7. Write the changes with the w option when you are sure they are correct.
8. Run fsck on the partition.
# e2fsck /dev/vdb1

e2fsck 1.41.12 (17 -May -2010)


Pass 1: Checking inodes , blocks , and sizes
Pass 2: Checking directory structure
Pass 3: Checking directory connectivity
Pass 4: Checking reference counts
Pass 5: Checking group summary information
ext4 -1:11/131072 files (0.0% non - contiguous ) ,27050/524128 blocks

9. Now you need to mount (Section 11.3) the partition:


# mount /dev/vdb1

11.5.2 parted
The utility parted allows users to:

• View the existing partition table.


• Change the size of existing partitions.
• Add partitions from free space or additional hard drives.

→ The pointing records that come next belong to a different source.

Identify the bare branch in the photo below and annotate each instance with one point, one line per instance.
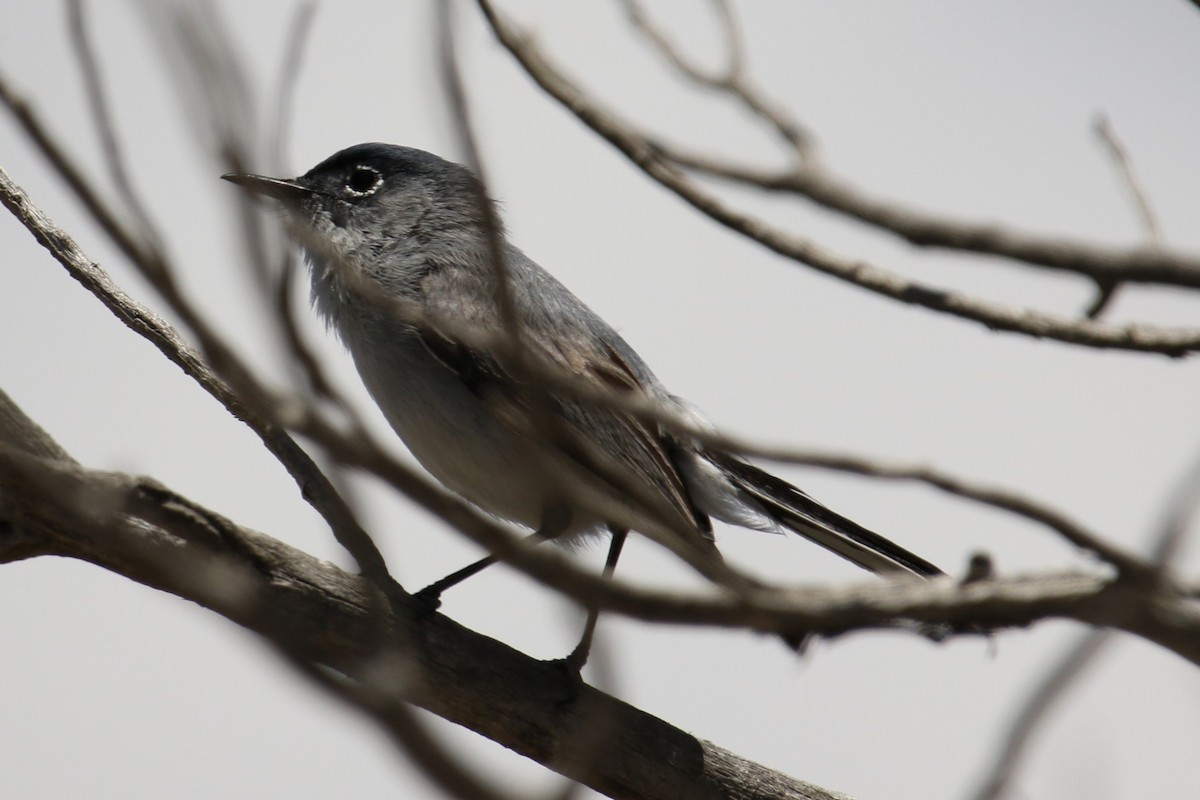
(313, 485)
(102, 119)
(1037, 709)
(1123, 164)
(732, 80)
(654, 158)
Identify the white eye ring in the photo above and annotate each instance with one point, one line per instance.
(363, 181)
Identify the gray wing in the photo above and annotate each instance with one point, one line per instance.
(559, 331)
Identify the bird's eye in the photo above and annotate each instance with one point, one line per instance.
(363, 181)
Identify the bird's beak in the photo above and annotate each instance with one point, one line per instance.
(288, 191)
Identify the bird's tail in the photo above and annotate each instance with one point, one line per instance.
(797, 511)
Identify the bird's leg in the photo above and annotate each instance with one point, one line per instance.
(579, 656)
(553, 523)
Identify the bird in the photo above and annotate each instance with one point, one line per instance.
(388, 228)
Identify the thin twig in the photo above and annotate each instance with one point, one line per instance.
(731, 80)
(1037, 708)
(102, 121)
(645, 154)
(313, 485)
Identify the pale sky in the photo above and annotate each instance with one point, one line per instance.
(973, 109)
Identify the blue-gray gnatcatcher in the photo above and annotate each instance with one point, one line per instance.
(384, 226)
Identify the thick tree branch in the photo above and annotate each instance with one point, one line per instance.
(317, 612)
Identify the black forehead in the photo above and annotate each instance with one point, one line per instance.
(388, 158)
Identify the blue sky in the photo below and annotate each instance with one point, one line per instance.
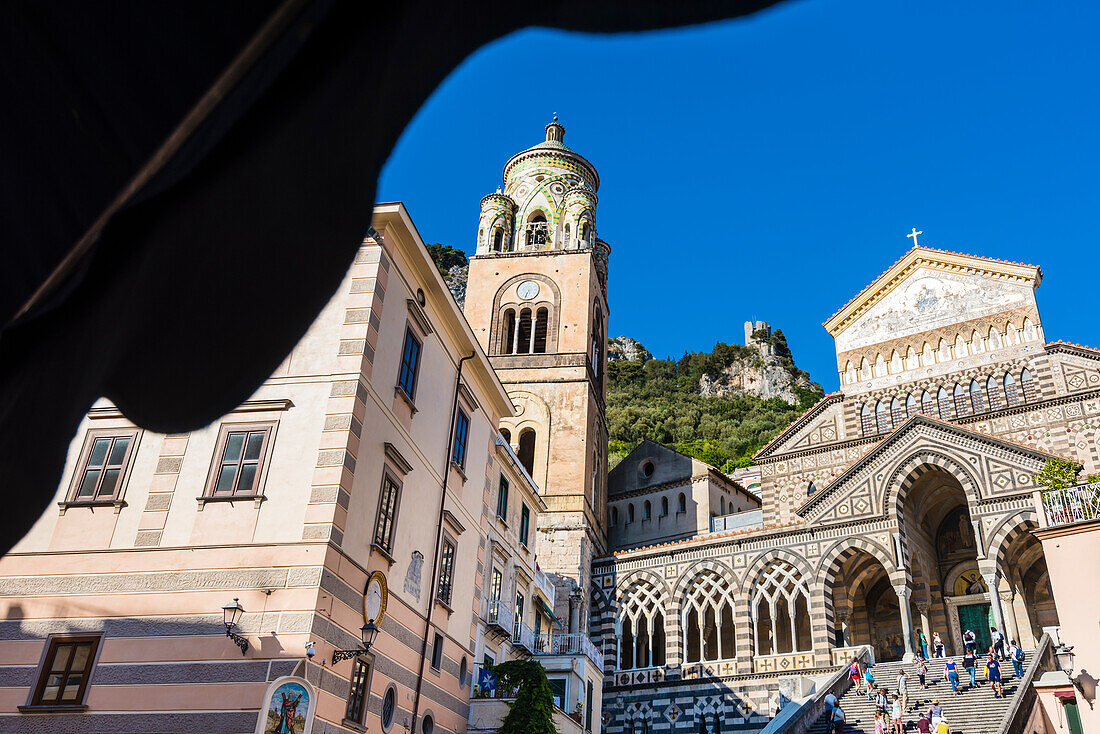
(769, 168)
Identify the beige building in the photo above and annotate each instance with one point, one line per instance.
(370, 455)
(537, 300)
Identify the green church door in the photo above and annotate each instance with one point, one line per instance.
(978, 619)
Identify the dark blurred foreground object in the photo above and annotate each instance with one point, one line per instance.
(184, 185)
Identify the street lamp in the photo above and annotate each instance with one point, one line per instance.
(231, 614)
(1065, 655)
(367, 632)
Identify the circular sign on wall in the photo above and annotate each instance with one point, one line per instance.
(527, 289)
(375, 598)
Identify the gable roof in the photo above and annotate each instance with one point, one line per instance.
(894, 436)
(799, 424)
(944, 260)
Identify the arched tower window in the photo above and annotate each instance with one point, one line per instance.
(996, 394)
(538, 231)
(945, 404)
(1030, 389)
(1011, 393)
(928, 405)
(708, 619)
(526, 453)
(541, 317)
(781, 611)
(867, 419)
(976, 396)
(963, 406)
(508, 338)
(897, 413)
(882, 416)
(641, 627)
(524, 332)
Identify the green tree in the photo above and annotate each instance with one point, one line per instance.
(532, 710)
(1057, 473)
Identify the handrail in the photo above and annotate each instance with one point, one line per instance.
(1018, 713)
(802, 716)
(1071, 504)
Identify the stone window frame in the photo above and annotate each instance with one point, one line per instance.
(270, 428)
(81, 467)
(356, 718)
(48, 655)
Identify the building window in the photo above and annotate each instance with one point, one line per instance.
(526, 453)
(65, 671)
(437, 652)
(461, 437)
(240, 455)
(387, 514)
(1011, 394)
(410, 363)
(102, 467)
(525, 524)
(358, 694)
(447, 571)
(502, 499)
(1031, 391)
(388, 708)
(867, 419)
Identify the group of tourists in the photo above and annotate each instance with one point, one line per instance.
(890, 709)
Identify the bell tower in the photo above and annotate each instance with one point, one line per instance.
(537, 300)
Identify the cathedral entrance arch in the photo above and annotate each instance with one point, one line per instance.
(866, 607)
(933, 506)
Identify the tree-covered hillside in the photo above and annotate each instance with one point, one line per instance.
(660, 400)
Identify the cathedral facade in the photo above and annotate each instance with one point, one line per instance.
(901, 504)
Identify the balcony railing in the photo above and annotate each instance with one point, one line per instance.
(1071, 504)
(499, 616)
(536, 236)
(568, 644)
(751, 519)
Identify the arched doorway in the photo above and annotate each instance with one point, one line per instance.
(1024, 589)
(866, 609)
(935, 514)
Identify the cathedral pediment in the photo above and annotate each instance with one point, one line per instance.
(927, 289)
(991, 467)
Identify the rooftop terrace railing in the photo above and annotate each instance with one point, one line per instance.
(1071, 504)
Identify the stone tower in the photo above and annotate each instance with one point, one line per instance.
(537, 300)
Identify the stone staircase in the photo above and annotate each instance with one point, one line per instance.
(974, 711)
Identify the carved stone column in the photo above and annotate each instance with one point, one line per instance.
(923, 607)
(906, 619)
(992, 581)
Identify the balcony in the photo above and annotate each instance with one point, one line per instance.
(523, 638)
(751, 519)
(536, 236)
(568, 644)
(499, 617)
(1071, 504)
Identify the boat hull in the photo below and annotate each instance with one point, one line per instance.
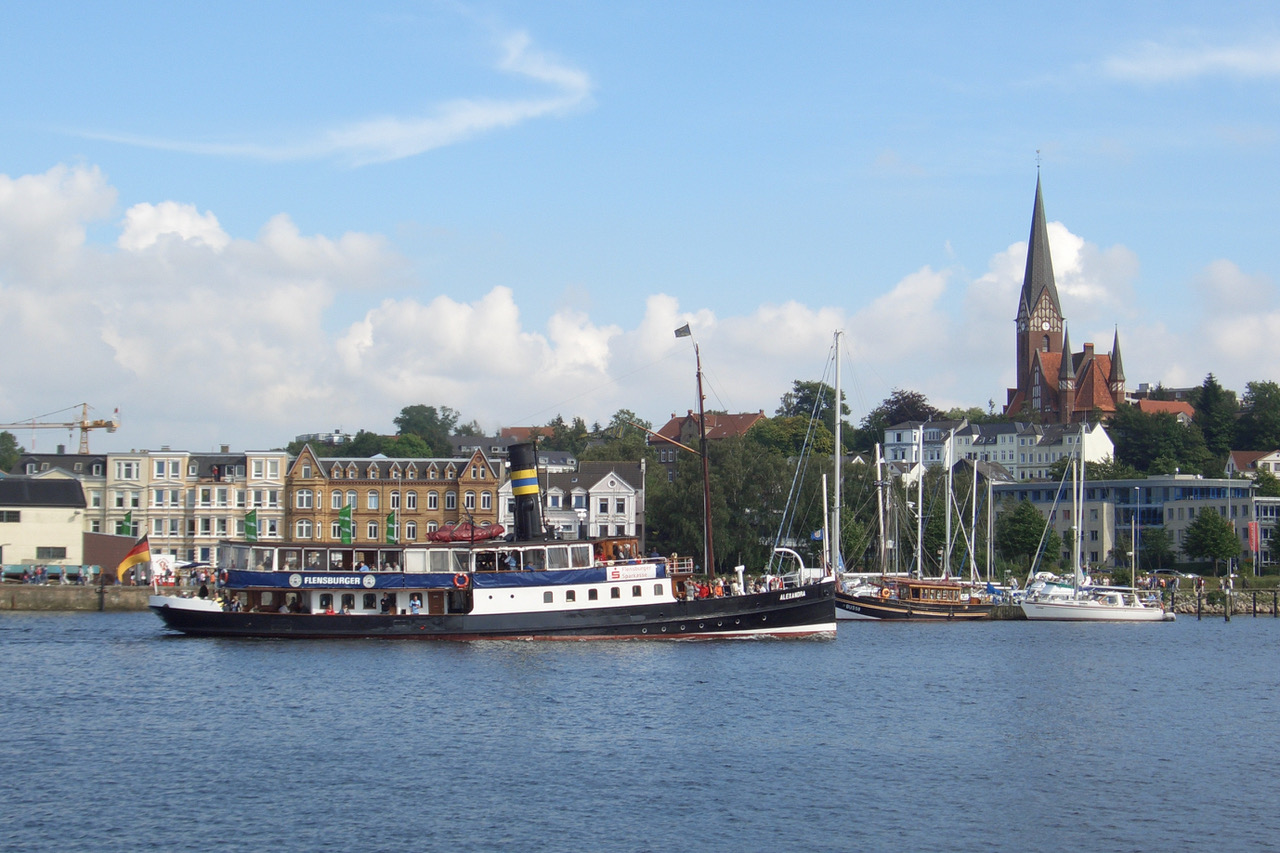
(805, 611)
(877, 609)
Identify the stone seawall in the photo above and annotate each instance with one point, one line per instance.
(56, 597)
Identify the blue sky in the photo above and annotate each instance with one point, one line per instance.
(242, 222)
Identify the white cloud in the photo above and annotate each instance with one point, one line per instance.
(145, 224)
(393, 137)
(254, 342)
(1160, 63)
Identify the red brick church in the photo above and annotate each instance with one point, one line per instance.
(1059, 386)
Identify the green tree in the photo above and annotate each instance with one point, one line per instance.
(433, 425)
(1211, 537)
(897, 407)
(9, 452)
(1266, 484)
(1258, 427)
(1018, 534)
(1156, 442)
(1215, 415)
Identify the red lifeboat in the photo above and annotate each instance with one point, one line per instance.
(466, 532)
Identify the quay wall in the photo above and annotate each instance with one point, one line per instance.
(59, 597)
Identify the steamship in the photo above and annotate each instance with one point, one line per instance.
(526, 585)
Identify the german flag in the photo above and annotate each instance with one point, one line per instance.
(138, 553)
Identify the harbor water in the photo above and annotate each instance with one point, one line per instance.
(118, 735)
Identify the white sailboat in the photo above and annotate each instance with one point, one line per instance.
(1083, 602)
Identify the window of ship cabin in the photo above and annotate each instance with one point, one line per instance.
(557, 557)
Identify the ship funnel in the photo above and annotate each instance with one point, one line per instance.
(524, 487)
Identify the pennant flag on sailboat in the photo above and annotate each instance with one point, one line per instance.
(138, 553)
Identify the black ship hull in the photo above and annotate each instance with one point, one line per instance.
(787, 612)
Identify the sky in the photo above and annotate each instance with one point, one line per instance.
(242, 222)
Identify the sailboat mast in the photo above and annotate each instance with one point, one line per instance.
(946, 555)
(880, 505)
(919, 506)
(836, 564)
(708, 550)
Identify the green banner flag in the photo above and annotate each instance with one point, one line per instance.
(344, 524)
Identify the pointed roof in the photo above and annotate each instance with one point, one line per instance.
(1040, 267)
(1065, 370)
(1116, 368)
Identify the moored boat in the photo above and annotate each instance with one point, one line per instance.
(525, 588)
(913, 598)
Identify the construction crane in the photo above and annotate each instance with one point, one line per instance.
(83, 424)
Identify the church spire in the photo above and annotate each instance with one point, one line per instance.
(1038, 279)
(1116, 377)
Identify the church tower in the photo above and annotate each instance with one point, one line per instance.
(1040, 314)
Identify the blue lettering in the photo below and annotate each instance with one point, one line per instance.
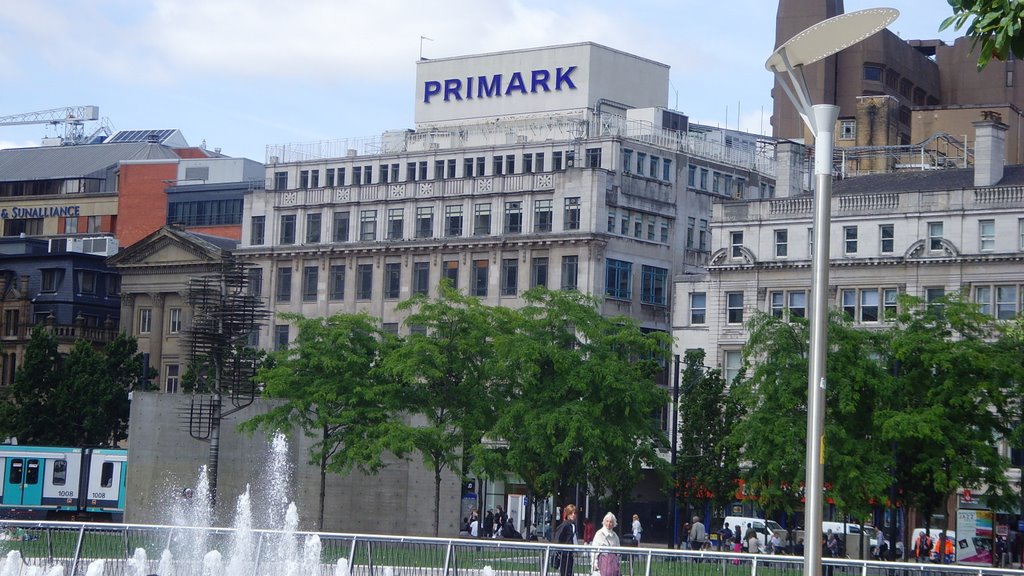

By default, the parted package is included when installing Red Hat Enterprise Linux. To start
parted, log in as root and type the command parted /dev/sda at a shell prompt (where
/dev/sda is the device name for the drive you want to configure).
If you want to remove or resize a partition, the device on which that partition resides must
not be in use. Creating a new partition on a device which is in use — while possible — is not
recommended.
For a device to not be in use, none of the partitions on the device can be mounted, and any
swap space on the device must not be enabled.
As well, the partition table should not be modified while it is in use because the kernel may
not properly recognize the changes. If the partition table does not match the actual state of
the mounted partitions, information could be written to the wrong partition, resulting in lost
and overwritten data.
The easiest way to achieve this it to boot your system in rescue mode. When prompted to
mount the file system, select Skip.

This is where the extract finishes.